In 2024, the Baring-Gould Centenary year, we’re celebrating – in artwork and animation – his work inspired by the time he spent as a young curate in Horbury: the hymn ‘Onward Christian Soldiers’, his folklore study ‘The Book of Were-Wolves’ and his semi-autobiographical novel, set in a thinly disguised version of Horbury, ‘Through Flood and Flame’. Cue thwarted love, dramatic disasters and the villainous Richard Grover, man-monkey and firebrand preacher.

Philosophy’s tentacles

Brazilian journal Das Questoes has an ‘After Speculative Realism’ special as its latest issue.
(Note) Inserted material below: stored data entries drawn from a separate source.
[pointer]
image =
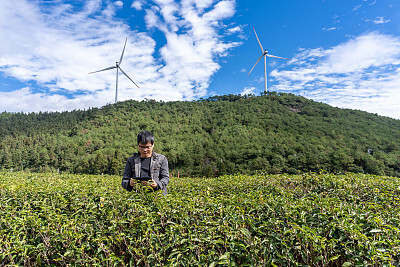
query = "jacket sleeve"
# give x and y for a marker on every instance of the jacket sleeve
(128, 173)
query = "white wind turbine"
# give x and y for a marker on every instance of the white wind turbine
(265, 55)
(118, 67)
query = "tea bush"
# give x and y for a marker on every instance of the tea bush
(237, 220)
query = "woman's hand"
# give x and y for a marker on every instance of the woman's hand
(149, 183)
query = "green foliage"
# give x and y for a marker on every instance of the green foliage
(238, 220)
(274, 133)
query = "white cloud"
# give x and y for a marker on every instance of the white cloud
(137, 5)
(248, 90)
(55, 45)
(362, 73)
(380, 20)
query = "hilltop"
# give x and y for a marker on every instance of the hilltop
(272, 133)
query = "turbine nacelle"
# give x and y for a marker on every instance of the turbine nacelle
(265, 55)
(118, 67)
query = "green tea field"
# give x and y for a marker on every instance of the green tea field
(260, 220)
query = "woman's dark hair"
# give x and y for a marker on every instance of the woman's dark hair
(145, 137)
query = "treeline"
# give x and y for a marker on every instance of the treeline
(274, 133)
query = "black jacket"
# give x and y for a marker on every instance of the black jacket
(158, 170)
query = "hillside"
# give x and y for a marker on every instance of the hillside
(273, 133)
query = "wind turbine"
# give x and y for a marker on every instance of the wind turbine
(265, 55)
(118, 67)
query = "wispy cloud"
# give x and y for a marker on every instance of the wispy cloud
(362, 73)
(248, 90)
(55, 45)
(380, 20)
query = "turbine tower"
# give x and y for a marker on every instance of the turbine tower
(118, 67)
(265, 55)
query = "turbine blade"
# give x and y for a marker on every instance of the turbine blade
(268, 55)
(128, 76)
(109, 68)
(123, 50)
(262, 49)
(255, 64)
(116, 88)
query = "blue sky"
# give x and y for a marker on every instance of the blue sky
(344, 53)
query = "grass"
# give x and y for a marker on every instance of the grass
(237, 220)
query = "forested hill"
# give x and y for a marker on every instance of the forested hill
(272, 133)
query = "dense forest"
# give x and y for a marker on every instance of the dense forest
(272, 133)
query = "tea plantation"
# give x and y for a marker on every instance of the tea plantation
(237, 220)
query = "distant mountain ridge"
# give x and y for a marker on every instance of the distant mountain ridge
(273, 133)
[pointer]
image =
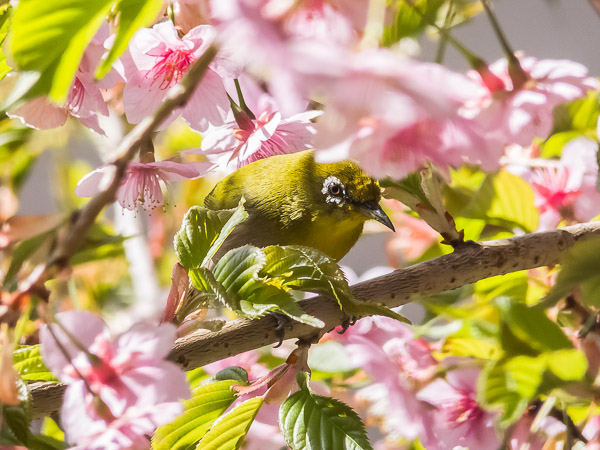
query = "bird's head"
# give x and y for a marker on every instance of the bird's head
(345, 189)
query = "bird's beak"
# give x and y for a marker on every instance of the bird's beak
(374, 211)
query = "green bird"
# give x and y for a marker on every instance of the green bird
(293, 200)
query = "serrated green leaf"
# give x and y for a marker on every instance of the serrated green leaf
(24, 251)
(27, 362)
(202, 232)
(229, 432)
(49, 37)
(232, 373)
(504, 199)
(497, 386)
(532, 327)
(17, 418)
(513, 285)
(200, 412)
(132, 15)
(4, 24)
(568, 365)
(311, 421)
(406, 21)
(580, 266)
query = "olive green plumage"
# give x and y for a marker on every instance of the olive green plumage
(292, 200)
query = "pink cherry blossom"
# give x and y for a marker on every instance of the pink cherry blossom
(84, 100)
(280, 41)
(141, 185)
(116, 392)
(459, 419)
(393, 115)
(564, 189)
(157, 59)
(517, 114)
(386, 351)
(268, 135)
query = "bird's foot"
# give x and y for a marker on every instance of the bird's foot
(347, 323)
(283, 321)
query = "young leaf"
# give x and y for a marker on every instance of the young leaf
(28, 363)
(200, 412)
(202, 232)
(48, 39)
(229, 432)
(4, 23)
(311, 421)
(509, 387)
(16, 419)
(579, 267)
(531, 327)
(504, 199)
(23, 251)
(132, 15)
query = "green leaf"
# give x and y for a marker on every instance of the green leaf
(508, 385)
(580, 266)
(200, 412)
(568, 365)
(28, 363)
(4, 25)
(406, 21)
(504, 199)
(132, 15)
(532, 327)
(311, 421)
(202, 232)
(229, 432)
(48, 39)
(17, 418)
(513, 285)
(24, 251)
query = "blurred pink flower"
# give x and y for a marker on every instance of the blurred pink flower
(566, 189)
(523, 437)
(157, 59)
(84, 100)
(413, 238)
(116, 392)
(393, 115)
(386, 350)
(141, 185)
(458, 419)
(516, 114)
(237, 145)
(280, 41)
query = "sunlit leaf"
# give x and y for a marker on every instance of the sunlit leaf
(580, 266)
(229, 432)
(531, 327)
(28, 363)
(311, 421)
(202, 232)
(200, 412)
(48, 39)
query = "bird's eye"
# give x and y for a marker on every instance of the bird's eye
(335, 189)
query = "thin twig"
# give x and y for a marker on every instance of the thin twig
(466, 265)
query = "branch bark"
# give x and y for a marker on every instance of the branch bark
(467, 264)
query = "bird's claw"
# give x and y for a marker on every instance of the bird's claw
(282, 321)
(347, 323)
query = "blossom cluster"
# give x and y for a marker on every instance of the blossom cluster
(117, 392)
(388, 111)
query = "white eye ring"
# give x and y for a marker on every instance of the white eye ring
(334, 189)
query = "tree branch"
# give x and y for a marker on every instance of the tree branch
(467, 264)
(83, 219)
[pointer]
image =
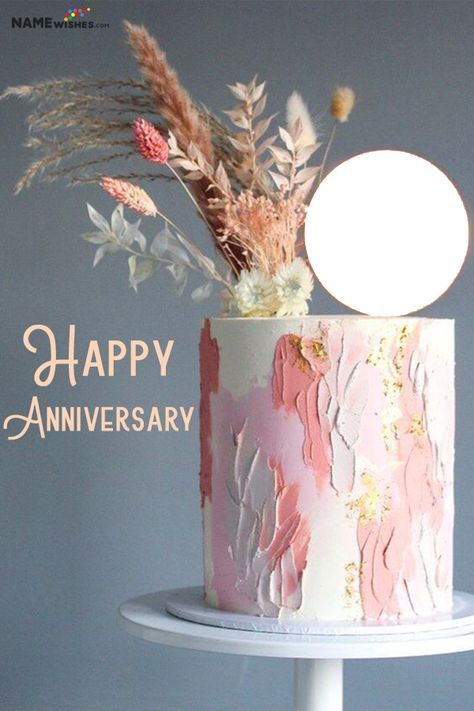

Leads with “The Cthulhu Ascendancy: H.P. Lovecraft and the Tentacles of Speculative Realism” in English. The later article “Is the Future of Speculative Realism in the Study of Literature?” may also interest.

The latest edition of Brumal also has “Hijos de Cthulhutl: deidades prehispanicas y horror cosmico en H.P. Lovecraft” (‘Sons of Cthulhu: Prehispanic Deities and Cosmic Horror in H.P. Lovecraft’. Though the choices don’t quite seem to suit the grand title. The author examines two lesser collaborative works “The Transition of Juan Romero” (1919, a quick demo for the Circle of how to revamp a “dull” story by amateur Philip B. McDonald) and “The Electric Executioner” (1929, a revision of an earlier story by de Castro).

See you after Christmas…

Right, I think that’s all until after Christmas. I hope you’ve enjoyed your daily Tentaclii during 2023. My blog will return perhaps on Tuesday the 2nd of January or thereabouts, though there may perhaps be a ‘2023 in Lovecraft’ annual post before that. Have a merry Christmas and a happy New Year.